The Duty to Accommodate a Chronically Ill Employee
An employer’s duty to accommodate a chronic illness is a very significant issue in the workplace.
Employers are statutorily required to accommodate employees with disabilities. Where an employee’s condition is chronic it raises some challenging issues for both employees and employers. The duty to accommodate is substantial, requiring an employer to make a genuine effort to meet an employee’s accommodation needs and requiring the employee to co-operate and help facilitate a solution.
As substantial as the duty to accommodate is, it does have limitations. The duty extends only to the point of “undue hardship”. In other words, an employer must accommodate an employee unless it can show that to do so would amount to an “undue hardship” for the business. That is easy enough to say, but in practice, it can be difficult to determine what it means in each case.
Until recently, the courts were starting to interpret “undue hardship” to mean that it would have to be “impossible” for the employer to accommodate the employee, to discharge the employer’s obligation. This issue was recently addressed by the Supreme Court of Canada in the case of Hydro-Québec v. Syndicat des employees de techniques professionnelles et de bureau d’Hydro-Québec (31395) (“Hydro Québec”).
Hydro Québec involved the dismissal of a mentally ill employee who was chronically absent from work. The employer dismissed the employee because of her absenteeism and her inability to perform her job on a regular basis. In July of 2001, the parties went to arbitration and the employee’s union sought the employee’s reinstatement and compensation for damages. The arbitrator had to determine whether the employee’s dismissal was wrongful in the face of the employee’s mental illness. The arbitrator also considered the issue of whether measures taken by the employer were sufficient to accommodate the employee. The arbitrator dismissed the grievance and held that the only possible long term accommodation for the employee would amount to an excessive burden upon the employer. The arbitrator’s decision was appealed to the Superior Court of Quebec and was upheld.
The decision was appealed and the Quebec Court of Appeal had to consider whether or not the trial judge wrongly upheld the arbitrator’s finding that the employee was unable to complete the necessary tasks required to perform her job and that it was impossible to accommodate her. The Quebec Court of Appeal set aside the Quebec Superior’s Court’s decision and held that the employer had not proven that it was impossible for it to accommodate the employee.

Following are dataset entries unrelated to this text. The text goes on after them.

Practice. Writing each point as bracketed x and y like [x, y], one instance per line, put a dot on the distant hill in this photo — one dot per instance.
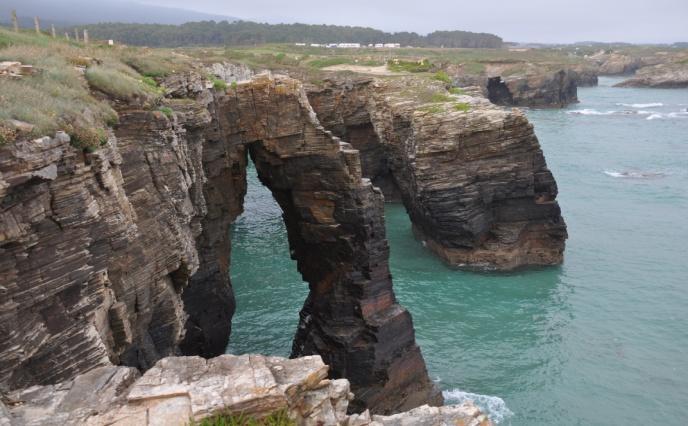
[73, 12]
[250, 33]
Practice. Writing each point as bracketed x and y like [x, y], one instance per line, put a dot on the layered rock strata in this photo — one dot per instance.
[666, 76]
[473, 180]
[122, 256]
[556, 89]
[179, 390]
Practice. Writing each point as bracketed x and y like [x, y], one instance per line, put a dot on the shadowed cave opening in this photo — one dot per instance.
[268, 289]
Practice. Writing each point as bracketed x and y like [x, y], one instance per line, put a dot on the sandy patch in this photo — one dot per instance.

The Quebec Court of Appeal decision left employers in a difficult position in relation to chronically absent employees, in that it set an almost insurmountable threshold. The decision of the Quebec Court of Appeal was appealed to the Supreme Court of Canada, which ultimately allowed the appeal and upheld the employee’s dismissal.

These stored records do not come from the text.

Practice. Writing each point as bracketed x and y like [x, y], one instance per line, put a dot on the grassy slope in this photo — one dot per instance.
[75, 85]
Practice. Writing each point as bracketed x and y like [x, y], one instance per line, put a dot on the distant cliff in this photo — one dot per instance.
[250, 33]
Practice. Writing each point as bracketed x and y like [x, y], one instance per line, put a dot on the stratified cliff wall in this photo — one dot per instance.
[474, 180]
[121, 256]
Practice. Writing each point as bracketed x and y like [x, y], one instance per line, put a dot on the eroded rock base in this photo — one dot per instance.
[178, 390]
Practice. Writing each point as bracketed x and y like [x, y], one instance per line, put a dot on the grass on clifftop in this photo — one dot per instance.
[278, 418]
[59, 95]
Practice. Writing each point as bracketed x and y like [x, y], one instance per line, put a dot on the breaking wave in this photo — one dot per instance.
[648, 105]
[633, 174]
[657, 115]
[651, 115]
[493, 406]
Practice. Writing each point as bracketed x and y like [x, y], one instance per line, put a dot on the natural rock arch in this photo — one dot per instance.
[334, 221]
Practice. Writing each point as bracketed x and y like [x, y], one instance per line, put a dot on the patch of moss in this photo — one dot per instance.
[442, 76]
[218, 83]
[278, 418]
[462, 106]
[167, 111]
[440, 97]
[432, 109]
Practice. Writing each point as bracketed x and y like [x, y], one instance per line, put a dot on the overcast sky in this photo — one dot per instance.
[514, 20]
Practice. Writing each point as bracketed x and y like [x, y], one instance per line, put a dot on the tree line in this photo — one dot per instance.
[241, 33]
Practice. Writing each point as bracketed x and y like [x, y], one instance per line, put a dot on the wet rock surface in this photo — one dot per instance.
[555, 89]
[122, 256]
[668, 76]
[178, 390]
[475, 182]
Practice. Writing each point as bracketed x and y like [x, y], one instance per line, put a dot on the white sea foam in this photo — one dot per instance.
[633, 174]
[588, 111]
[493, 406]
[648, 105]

The Supreme Court of Canada held that the Quebec Court of Appeal had misinterpreted the legal test for undue hardship and noted: “the test is not whether it was impossible for the employer to accommodate the employee’s characteristics. The employer does not have a duty to change working conditions in a fundamental way, but does have a duty, if it can do so without undue hardship, to arrange the employee’s workplace to enable the employee to do his or her work”.
The Supreme Court of Canada specifically commented on cases involving chronic absenteeism. The Court noted that if an employer establishes that despite measures taken to accommodate the employee, the employee will be unable to resume their work in the reasonably foreseeable future, the employer will have discharged its burden and established undue hardship.
Hydro Quebéc is important because the Supreme Court of Canada has clarified that an employer does not need to establish that it is impossible for it to accommodate an employee’s disability. The Supreme Court of Canada also confirmed that the purpose of the duty to accommodate is to ensure that persons who are otherwise fit to work are not unfairly excluded where working conditions can be adjusted without undue hardship. The duty to accommodate is not meant to alter the entire essence of the employment contract. The employer’s duty is to arrange the employee’s workplace to enable the employee to do his or her work.
This is not to say that the duty is not substantial because it is. An employer will be required to consider all available options and make every reasonable effort to accommodate an employee with disability, within the boundaries of undue hardship.